The hope didn’t last very long.
A new, considerably more infectious strain of COVID-19 has spread throughout England and other parts of Europe, leading to a near lockdown of London and travel bans to the United Kingdom. Across the Atlantic, vaccine shipments have been delayed, many parts of the United States are running out of hospital beds to treat a massive influx of new cases, and several thousand people are dying from the virus each day.
It’s perhaps the final leadership challenge of 2020: urging employees to stay safe and (if they are working) productive during a holiday season when everyone is frustrated, exhausted, and desperate for a return to normalcy that is likely still months away. Experts say it’s a challenge where only a few types of leadership styles and techniques will work. “I think there are some people who are tired of hearing the platitudes from leadership,” says Linda Hyman, Korn Ferry’s executive vice president of global human resources.
The situation is reminiscent of a military deployment, says Lt. Gen. (ret) Bill Mayville, a Korn Ferry senior advisor who consults on leadership, technology, and cybersecurity issues. The pandemic thrust ordinary people into an eerily familiar but still strange environment. Now, after months of ups and downs, many people are questioning their own personal security and have lost confidence in themselves and their organizations.
Experts say leaders may want to adopt parts of the so-called player-coach leadership style. Normally, these are leaders who not only perform as individual contributors but also manage other people. The best of these leaders let their actions—being innovative and productive—do much of the talking. “Get down on that path, roll up your sleeves, and do it as well,” Mayville says.
Player-coaches still make time to offer advice and guidance to their direct reports, allowing them to be collaborative and innovative themselves. These leaders can create what’s called the squad effect, a sense among employees that they belong to something big, where they are all important, and that they are all winning. “It makes teams impervious to an environment,” Mayville says.
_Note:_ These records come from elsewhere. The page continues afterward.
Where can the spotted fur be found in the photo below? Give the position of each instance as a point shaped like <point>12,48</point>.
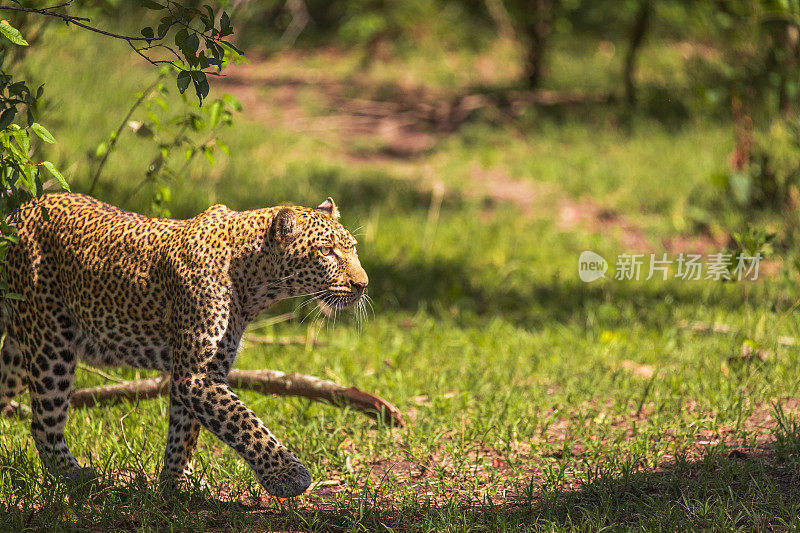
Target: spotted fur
<point>112,287</point>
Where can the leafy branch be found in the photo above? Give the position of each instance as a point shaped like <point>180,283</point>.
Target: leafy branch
<point>193,27</point>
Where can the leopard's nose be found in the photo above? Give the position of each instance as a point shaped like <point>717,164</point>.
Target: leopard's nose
<point>358,286</point>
Most senior executives may not be in a position to make individual sales calls or redesign software code, but experts say they can lead by example. At this point in the pandemic, it’s pretty clear what will lower the odds of getting or spreading COVID-19: staying socially distant, avoiding large gatherings, and wearing masks. Leaders should be up-front about their own anxieties, tell people they are following the public health guidelines, and hold themselves accountable. This has to be genuine, experts say; too many leaders have been caught saying one thing and doing another. “If it’s authentic, yes. If it’s not, don’t bother,” says Mary Elizabeth Sadd, a Korn Ferry senior client partner who works with many packaging manufacturing companies.
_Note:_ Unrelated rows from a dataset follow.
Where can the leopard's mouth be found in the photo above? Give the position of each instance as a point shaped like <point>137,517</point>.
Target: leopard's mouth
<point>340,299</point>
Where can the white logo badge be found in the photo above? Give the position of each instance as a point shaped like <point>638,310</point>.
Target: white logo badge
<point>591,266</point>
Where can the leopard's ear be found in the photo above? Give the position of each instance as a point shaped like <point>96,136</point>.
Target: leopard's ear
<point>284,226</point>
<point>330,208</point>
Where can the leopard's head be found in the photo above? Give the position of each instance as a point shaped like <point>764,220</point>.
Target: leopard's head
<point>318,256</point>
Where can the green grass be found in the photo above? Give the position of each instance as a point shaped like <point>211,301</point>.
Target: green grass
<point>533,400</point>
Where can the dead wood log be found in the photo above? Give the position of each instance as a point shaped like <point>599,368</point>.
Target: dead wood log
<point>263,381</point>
For now, the new strain has left many scientists confused, and experts say that will only create a new level of ambiguity for leaders to confront. Firms that were encouraging limited business travel may want to pull back, for example, as well as reaffirm safety protocols at offices that have reopened. For his part, Manville says it’s probably also best not to tell employees that the end is in sight. Even with the vaccine, more delays and the spike in cases could continue, he says. “You have to be very careful and not make promises that we can’t affect,” Mayville says.